The list of films Mitchum appeared in is as long as your arm. Mitchum would
also find success on TV, starring in the mini-series The Winds of War (1983)
and its sequel War and Remembrance (1988).
Jane Greer is
also a stand out in the film, playing a pitch perfect femme fatale. She has all
the men in her life wrapped around her little finger and she manipulates them
all to do her bidding. Even someone as sinister as Whit is not immune to her
charms. A discovery of Howard Hughes’, Greer was signed to RKO Studios in the
mid 40’s. Married for a year to Rudy Vallee, a very popular singer in the late
20’s to mid-30’s, who was 22 years her senior. Greer had suffered from a facial
palsy as a teenager which paralyzed the left side of her face. While she
recovered, the condition was speculated to have resulted in her look, which led
RKO to advertise her as the woman with the Mona Lisa smile.
While she
appeared in a relatively small number of films, she did appear in They Won’t
Believe Me (1947) opposite Robert Young and Man of a Thousand Faces (1957)
opposite James Cagney.

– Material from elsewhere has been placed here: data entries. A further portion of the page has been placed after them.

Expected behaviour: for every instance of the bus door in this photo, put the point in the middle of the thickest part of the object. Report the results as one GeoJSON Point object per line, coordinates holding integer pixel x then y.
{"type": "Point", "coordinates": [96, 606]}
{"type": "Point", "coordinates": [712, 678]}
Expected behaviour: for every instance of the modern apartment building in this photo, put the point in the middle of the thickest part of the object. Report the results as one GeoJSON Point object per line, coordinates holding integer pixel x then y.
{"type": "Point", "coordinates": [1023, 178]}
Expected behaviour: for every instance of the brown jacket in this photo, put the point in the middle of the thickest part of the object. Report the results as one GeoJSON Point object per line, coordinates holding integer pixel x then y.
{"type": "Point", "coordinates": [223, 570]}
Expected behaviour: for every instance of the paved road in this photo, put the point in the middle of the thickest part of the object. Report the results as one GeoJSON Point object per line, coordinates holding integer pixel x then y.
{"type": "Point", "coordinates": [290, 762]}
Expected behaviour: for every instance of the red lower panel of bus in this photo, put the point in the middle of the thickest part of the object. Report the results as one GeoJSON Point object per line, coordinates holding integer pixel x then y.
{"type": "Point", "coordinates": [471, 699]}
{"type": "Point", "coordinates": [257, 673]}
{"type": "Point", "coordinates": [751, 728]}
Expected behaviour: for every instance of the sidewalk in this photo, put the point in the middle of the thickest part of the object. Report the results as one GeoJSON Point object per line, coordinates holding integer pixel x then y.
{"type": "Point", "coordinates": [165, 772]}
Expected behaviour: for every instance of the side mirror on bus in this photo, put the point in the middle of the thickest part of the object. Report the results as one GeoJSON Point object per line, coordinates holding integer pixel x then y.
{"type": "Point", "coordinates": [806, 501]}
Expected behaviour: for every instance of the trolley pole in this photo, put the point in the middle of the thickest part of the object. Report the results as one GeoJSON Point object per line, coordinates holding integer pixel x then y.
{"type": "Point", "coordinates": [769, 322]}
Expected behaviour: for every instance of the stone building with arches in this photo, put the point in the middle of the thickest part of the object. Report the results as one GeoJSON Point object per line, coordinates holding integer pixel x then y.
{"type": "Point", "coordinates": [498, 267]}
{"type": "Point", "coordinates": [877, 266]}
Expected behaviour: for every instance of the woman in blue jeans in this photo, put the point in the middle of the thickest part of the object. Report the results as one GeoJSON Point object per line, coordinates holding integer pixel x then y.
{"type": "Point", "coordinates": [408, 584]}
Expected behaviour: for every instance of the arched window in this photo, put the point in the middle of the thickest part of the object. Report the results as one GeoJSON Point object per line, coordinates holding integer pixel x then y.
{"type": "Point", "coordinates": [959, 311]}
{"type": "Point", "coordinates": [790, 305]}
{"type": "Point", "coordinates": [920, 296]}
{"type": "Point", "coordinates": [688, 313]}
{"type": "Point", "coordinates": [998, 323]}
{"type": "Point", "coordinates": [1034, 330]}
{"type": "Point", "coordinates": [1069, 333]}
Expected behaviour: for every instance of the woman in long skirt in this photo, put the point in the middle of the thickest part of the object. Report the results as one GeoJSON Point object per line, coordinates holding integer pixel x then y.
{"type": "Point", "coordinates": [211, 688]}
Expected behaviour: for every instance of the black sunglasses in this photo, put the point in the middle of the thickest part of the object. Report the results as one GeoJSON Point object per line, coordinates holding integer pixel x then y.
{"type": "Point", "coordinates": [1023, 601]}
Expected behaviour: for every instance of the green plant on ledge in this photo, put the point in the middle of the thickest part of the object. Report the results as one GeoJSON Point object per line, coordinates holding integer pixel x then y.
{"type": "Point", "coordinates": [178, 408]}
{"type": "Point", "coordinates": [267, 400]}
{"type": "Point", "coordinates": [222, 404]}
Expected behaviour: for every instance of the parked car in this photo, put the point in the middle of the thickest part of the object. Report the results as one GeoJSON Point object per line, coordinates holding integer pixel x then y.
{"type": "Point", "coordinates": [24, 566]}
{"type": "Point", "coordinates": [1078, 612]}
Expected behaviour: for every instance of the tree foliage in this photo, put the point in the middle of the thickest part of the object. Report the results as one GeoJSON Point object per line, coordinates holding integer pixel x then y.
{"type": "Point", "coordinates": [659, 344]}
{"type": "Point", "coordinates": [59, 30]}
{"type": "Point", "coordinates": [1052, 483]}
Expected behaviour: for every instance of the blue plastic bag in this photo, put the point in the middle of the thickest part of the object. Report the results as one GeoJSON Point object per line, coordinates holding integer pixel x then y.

She also appeared in the remake of Out of the Past, as
the mother of the character she played in the original.
One more
actor to point out from this film is Kirk Douglas. While Douglas has been known
to occasionally chew the scenery, his portrayal of Whit Sterling is excellent.
He may be the villain in all this, next to Kathie, but Whit is portrayed as so
charming that you have to remind yourself he’s supposed to be the bad guy. He’s
the perfect example of shaking your hand while stabbing you in the back.
Douglas’ performance is really something to behold in what is basically a
supporting role.
Douglas would
go onto many bigger roles and direct and produce so many films that there is
literally too many to mention here. Out of the Past was only his second film,
after another film noir, The Strange Love of Martha Ivers (1946), which starred
Barbara Stanwyck, Van Heflin and Lisabeth Scott. As Whit, Douglas has real
screen presence and it’s not hard to see why he would go on to such a long and
lauded career.
One more
person to mention is the films’ French born director Jacques Tourneur. Best
known for his work with producer Val Lewton, directing low budget horror films
classics: Cat People (1942), I Walked with Zombies (1942) and The Leopard Man
(1943). After success with B-Pictures, RKO promoted him to A-pictures and to
projects like this one.
Great acting
and great directing are combined to make Out of the Past one of the best film
noirs. At the time of its release Variety hailed the film for being “strong on
characterization” and Tourneur for his “close attention to mood development.”
As I started out this review, Out of the Past’s storyline is a little
convoluted, but it is more than worth hanging with. And if you get a little
lost by the end, it was still worth the ride.